For one, soybean import data from Chinese customs has not recently aligned with supplier export data, so much so that the U.S. Department of Agriculture last year stopped using China's customs data for its estimates.
And in a slightly satisfying twist for U.S. soybean exporters, Chinese buyers may have been able to use a few extra U.S. bean cargoes several months back during the peak U.S. shipping season.
But that might not be the case this time around.
SCENARIO RUNDOWN
China's customs reported March-April soybean imports at just 9.6 million metric tons, down 32% on the year and the smallest for the period since 2013.
That held China's total imports through the first seven months of 2024-25 to a six-year low.
The laggard pace owes partially to extended clearance times at customs, something not necessarily new to Chinese importers. Brazil also recently reaped a record soybean crop, but harvest delays and logistical issues slowed the export ramp-up that typically begins in February.
Brazil's February-April shipments to China still notched an all-time high, some 13% more than the year-ago record.
But since the start of the U.S. marketing year in September, U.S. bean exports to China are at a 12-year low aside from the two previous trade war years. Additionally, Brazilian volumes to China between September and January were down nearly 40% on the year.
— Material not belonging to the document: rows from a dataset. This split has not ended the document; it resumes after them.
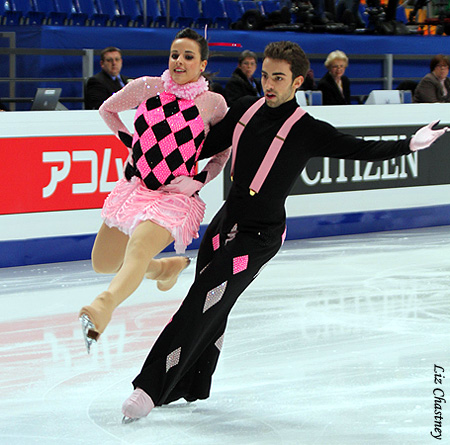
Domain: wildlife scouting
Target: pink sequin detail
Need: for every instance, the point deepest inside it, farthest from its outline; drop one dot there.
(214, 296)
(219, 342)
(216, 242)
(240, 263)
(283, 237)
(162, 171)
(173, 359)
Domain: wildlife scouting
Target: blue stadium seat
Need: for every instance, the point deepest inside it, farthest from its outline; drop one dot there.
(189, 8)
(269, 6)
(176, 16)
(249, 4)
(154, 11)
(75, 17)
(95, 17)
(10, 15)
(134, 9)
(114, 10)
(234, 10)
(54, 15)
(30, 15)
(215, 10)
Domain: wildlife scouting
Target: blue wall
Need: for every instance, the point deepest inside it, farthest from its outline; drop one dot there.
(160, 39)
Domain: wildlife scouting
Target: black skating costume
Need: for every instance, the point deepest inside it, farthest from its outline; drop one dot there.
(244, 235)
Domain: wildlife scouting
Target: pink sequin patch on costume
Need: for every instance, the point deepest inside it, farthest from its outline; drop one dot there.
(173, 359)
(216, 242)
(214, 296)
(240, 263)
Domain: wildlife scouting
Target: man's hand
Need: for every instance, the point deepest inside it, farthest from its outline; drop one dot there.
(425, 136)
(184, 185)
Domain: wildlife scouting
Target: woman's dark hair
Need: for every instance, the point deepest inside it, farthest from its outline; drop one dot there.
(437, 60)
(188, 33)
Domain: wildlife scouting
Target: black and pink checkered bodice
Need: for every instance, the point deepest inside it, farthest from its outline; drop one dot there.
(168, 137)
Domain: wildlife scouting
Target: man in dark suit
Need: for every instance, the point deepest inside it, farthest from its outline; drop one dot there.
(242, 83)
(108, 81)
This might explain some of the shockingly low Chinese import numbers, which have strained domestic processing and tightened soymeal supplies. Perhaps Chinese buyers were too lax in the anticipation of Brazil's monster crop, and some additional U.S. purchases might have filled some gaps.
Given the trade data discrepancies, though, analysts should monitor the monthly Chinese customs numbers to ensure the recent record shipments are actually showing up in the data.
CLASHING FORECASTS Analysts peg China's May and June soybean imports to reach roughly 11 million tons apiece to ink a new record for the period, up 3% versus last year.
But that would still keep year-to-date imports at six-year lows with just three months left in the marketing year. This is somewhat peculiar as China accounts for more than 70% of Brazil's soybean exports, which are expected at all-time highs this year.
Record Brazilian exports could indeed blow China's forecast, especially because Brazil's late start plus a possible May slowdown mean that elevated export volumes could persist well through mid-year.
This week, China boosted its 2024-25 soy import estimate to 98.6 million tons from 94.6 million previously.
The new 2024-25 outlook would allow China's July-September imports to fall 9% from the year-ago record if assuming the analyst estimates for May and June. That doesn't exactly fit with the meaty Brazilian export narrative.
USDA estimates China's 2024-25 imports at 108 million tons, down from 112 million in the previous year. The agency has maintained import figures above the official Chinese ones for a couple years now as exporter data suggests China's figures are too low.
And they have indeed been too low, evidenced by the bump in China's 2024-25 import target, which was first issued a year ago. The estimate might still be light as China's import numbers for the last two seasons rose even further from this point, the 2023-24 figure by another 9%.
But here's where the news might turn grim for U.S. soybean exporters.
Brazil's late start to shipping means that elevated volumes could extend into September or October, when the U.S. soy season usually starts to build. This phenomenon has cut into U.S. export potential in past years.
That situation could be optimal for China in its effort to reduce reliance on American soybeans, potentially offering Beijing leverage in the trade war with Washington.
Karen Braun is a market analyst for Reuters. Views expressed above are her own.